Icy claim that water has memory
Claims do not come much more controversial than the idea that water might retain a memory of substances once dissolved in it. The notion is central to homeopathy, which treats patients with samples so dilute they are unlikely to contain a single molecule of the active compound, but it is generally ridiculed by scientists.
Holding such a heretical view famously cost one of France's top allergy researchers, Jacques Benveniste, his funding, labs and reputation after his findings were discredited in 1988.
Yet a paper is about to be published in the reputable journal Physica Aclaiming to show that even though they should be identical, the structure of hydrogen bonds in pure water is very different from that in homeopathic dilutions of salt solutions. Could it be time to take the "memory" of water seriously?
The paper's author, Swiss chemist Louis Rey, is using thermoluminescence to study the structure of solids. The technique involves bathing a chilled sample with radiation. When the sample is warmed up, the stored energy is released as light in a pattern that reflects the atomic structure of the sample.
When Rey used the method on ice he saw two peaks of light, at temperatures of around 120 K and 170 K. Rey wanted to test the idea, suggested by other researchers, that the 170 K peak reflects the pattern of hydrogen bonds within the ice. In his experiments he used heavy water (which contains the heavy hydrogen isotope deuterium), because it has stronger hydrogen bonds than normal water.
Aware of homeopaths' claims that patterns of hydrogen bonds can survive successive dilutions, Rey decided to test samples that had been diluted down to a notional 10-30 grams per cubic centimetre - way beyond the point when any ions of the original substance could remain. "We thought it would be of interest to challenge the theory," he says.
Each dilution was made according to a strict protocol, and vigorously stirred at each stage, as homeopaths do. When Rey compared the ultra-dilute lithium and sodium chloride solutions with pure water that had been through the same process, the difference in their thermoluminescence peaks compared with pure water was still there (see graph).

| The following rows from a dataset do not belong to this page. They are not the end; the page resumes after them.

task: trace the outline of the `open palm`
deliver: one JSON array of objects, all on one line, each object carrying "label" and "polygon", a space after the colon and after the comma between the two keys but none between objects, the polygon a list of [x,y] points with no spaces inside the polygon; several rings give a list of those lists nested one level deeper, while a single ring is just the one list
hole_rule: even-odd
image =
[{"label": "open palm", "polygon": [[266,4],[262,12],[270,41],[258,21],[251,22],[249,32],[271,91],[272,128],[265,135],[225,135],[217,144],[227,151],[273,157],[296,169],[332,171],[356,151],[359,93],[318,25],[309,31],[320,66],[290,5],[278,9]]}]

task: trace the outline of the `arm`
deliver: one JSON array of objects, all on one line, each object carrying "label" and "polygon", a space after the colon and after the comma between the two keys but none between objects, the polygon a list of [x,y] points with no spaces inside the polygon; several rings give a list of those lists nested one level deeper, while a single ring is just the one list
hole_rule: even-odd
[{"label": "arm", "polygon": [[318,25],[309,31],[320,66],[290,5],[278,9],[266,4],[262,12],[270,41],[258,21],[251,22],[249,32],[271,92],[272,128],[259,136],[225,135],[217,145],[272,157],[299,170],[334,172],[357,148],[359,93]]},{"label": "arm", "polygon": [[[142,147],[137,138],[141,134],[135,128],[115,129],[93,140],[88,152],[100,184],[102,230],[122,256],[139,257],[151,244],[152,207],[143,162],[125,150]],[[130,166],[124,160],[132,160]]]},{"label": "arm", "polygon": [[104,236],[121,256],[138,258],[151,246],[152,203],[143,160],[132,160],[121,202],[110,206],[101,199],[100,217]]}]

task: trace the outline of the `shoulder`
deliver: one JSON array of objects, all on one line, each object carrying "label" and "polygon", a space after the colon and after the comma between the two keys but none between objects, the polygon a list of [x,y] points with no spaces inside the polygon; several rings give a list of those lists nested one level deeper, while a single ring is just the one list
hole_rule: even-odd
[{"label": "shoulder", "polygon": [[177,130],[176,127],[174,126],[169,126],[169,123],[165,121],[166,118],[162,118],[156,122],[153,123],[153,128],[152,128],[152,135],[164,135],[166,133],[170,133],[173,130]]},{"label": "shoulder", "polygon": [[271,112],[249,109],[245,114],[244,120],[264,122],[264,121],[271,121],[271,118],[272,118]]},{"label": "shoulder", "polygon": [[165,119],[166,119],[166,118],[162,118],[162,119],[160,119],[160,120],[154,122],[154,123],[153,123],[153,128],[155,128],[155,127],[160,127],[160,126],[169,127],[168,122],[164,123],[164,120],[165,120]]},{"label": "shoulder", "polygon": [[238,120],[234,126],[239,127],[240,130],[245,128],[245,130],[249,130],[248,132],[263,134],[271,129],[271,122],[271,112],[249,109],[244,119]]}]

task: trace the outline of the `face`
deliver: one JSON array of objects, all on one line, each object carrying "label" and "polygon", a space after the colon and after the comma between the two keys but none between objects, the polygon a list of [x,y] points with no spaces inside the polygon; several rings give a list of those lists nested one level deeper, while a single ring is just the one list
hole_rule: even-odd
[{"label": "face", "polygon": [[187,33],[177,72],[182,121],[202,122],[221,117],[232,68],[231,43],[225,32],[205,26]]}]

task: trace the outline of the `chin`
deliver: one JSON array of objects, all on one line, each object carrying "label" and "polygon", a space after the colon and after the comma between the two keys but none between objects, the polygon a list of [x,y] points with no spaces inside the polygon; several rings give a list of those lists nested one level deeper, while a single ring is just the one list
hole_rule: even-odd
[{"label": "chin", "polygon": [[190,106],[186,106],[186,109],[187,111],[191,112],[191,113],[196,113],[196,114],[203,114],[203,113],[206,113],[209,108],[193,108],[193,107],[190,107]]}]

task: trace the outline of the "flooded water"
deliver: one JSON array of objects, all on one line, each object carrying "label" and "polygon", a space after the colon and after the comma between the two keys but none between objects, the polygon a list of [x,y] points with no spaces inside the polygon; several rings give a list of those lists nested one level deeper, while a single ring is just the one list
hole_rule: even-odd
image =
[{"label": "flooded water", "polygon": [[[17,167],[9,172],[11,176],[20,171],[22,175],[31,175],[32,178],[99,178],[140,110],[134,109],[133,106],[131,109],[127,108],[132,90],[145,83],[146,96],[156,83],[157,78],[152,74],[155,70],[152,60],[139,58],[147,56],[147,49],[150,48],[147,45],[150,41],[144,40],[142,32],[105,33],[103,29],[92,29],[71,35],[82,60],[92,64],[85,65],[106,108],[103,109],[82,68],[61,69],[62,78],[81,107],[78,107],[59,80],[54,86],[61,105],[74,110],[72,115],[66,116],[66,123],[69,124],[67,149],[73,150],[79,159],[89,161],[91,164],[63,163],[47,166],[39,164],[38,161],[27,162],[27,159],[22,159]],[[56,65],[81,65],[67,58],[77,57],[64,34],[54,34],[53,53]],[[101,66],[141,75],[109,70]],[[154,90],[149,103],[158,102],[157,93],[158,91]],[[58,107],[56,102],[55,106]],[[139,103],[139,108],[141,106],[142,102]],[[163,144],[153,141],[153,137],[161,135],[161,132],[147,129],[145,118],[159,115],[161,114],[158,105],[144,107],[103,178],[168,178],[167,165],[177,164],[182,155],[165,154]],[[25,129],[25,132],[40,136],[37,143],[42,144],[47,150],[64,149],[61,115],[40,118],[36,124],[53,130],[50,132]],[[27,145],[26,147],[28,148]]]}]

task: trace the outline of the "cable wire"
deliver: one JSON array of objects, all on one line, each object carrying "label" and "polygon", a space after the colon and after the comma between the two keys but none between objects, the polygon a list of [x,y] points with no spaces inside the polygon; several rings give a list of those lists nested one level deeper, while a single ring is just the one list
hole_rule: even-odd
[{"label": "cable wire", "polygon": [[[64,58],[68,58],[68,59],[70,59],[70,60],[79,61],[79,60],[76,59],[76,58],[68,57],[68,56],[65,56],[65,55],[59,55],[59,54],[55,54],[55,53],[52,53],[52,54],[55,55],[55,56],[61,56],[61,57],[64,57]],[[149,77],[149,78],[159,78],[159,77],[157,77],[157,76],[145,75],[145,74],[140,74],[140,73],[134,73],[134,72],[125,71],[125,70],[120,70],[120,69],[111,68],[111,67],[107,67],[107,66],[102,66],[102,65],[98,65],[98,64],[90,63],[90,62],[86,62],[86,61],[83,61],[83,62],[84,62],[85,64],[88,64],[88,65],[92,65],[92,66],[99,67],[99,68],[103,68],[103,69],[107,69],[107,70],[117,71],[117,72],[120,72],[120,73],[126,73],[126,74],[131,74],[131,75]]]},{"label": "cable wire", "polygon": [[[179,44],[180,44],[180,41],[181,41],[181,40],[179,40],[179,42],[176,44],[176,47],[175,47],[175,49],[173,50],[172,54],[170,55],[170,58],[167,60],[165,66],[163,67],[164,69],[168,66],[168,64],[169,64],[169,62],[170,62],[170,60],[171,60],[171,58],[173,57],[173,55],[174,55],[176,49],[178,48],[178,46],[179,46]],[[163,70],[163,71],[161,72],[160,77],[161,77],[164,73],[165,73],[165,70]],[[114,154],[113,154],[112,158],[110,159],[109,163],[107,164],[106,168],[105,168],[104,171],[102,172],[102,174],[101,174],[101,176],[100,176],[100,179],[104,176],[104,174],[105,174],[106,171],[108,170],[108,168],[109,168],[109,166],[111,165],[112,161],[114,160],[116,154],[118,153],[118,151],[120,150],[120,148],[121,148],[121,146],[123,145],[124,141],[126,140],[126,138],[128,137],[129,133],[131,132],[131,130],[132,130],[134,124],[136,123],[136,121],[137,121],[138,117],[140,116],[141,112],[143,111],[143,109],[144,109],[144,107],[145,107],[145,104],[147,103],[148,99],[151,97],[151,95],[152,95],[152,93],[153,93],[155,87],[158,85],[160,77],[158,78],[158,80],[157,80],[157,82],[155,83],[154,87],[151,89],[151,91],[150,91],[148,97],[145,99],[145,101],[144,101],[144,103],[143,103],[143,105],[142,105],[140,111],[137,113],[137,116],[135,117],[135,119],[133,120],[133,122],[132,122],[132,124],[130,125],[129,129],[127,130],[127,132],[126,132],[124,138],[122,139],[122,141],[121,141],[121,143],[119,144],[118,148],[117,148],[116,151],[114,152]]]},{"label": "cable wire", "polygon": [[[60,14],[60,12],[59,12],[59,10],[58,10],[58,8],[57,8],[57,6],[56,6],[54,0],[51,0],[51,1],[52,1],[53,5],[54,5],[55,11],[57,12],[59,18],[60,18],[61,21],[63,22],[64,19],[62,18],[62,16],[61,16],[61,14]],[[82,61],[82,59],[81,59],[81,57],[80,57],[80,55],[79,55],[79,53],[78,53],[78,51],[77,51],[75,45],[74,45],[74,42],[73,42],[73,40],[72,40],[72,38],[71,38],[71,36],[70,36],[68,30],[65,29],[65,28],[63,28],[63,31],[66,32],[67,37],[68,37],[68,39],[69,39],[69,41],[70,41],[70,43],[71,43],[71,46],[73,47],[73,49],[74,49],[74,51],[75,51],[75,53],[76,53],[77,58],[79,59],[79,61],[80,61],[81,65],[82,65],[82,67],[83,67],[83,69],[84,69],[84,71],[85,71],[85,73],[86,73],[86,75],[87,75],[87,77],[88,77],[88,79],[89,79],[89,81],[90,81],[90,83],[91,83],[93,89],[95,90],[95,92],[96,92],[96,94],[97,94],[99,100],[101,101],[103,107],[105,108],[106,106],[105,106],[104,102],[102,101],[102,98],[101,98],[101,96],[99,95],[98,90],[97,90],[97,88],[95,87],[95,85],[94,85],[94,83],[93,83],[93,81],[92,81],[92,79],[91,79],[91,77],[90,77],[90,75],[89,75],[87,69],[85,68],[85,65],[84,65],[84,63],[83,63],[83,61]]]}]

"Much to our surprise, the thermoluminescence glows of the three systems were substantially different," he says. He believes the result proves that the networks of hydrogen bonds in the samples were different.
Martin Chaplin from London's South Bank University, an expert on water and hydrogen bonding, is not so sure. "Rey's rationale for water memory seems most unlikely," he says. "Most hydrogen bonding in liquid water rearranges when it freezes."
He points out that the two thermoluminescence peaks Rey observed occur around the temperatures where ice is known to undergo transitions between different phases. He suggests that tiny amounts of impurities in the samples, perhaps due to inefficient mixing, could be getting concentrated at the boundaries between different phases in the ice and causing the changes in thermoluminescence.
But thermoluminescence expert Raphael Visocekas from the Denis Diderot University of Paris, who watched Rey carry out some of his experiments, says he is convinced. "The experiments showed a very nice reproducibility," he told New Scientist. "It is trustworthy physics." He see no reason why patterns of hydrogen bonds in the liquid samples should not survive freezing and affect the molecular arrangement of the ice.
After his own experience, Benveniste advises caution. "This is interesting work, but Rey's experiments were not blinded and although he says the work is reproducible, he doesn't say how many experiments he did," he says. "As I know to my cost, this is such a controversial field, it is mandatory to be as foolproof as possible."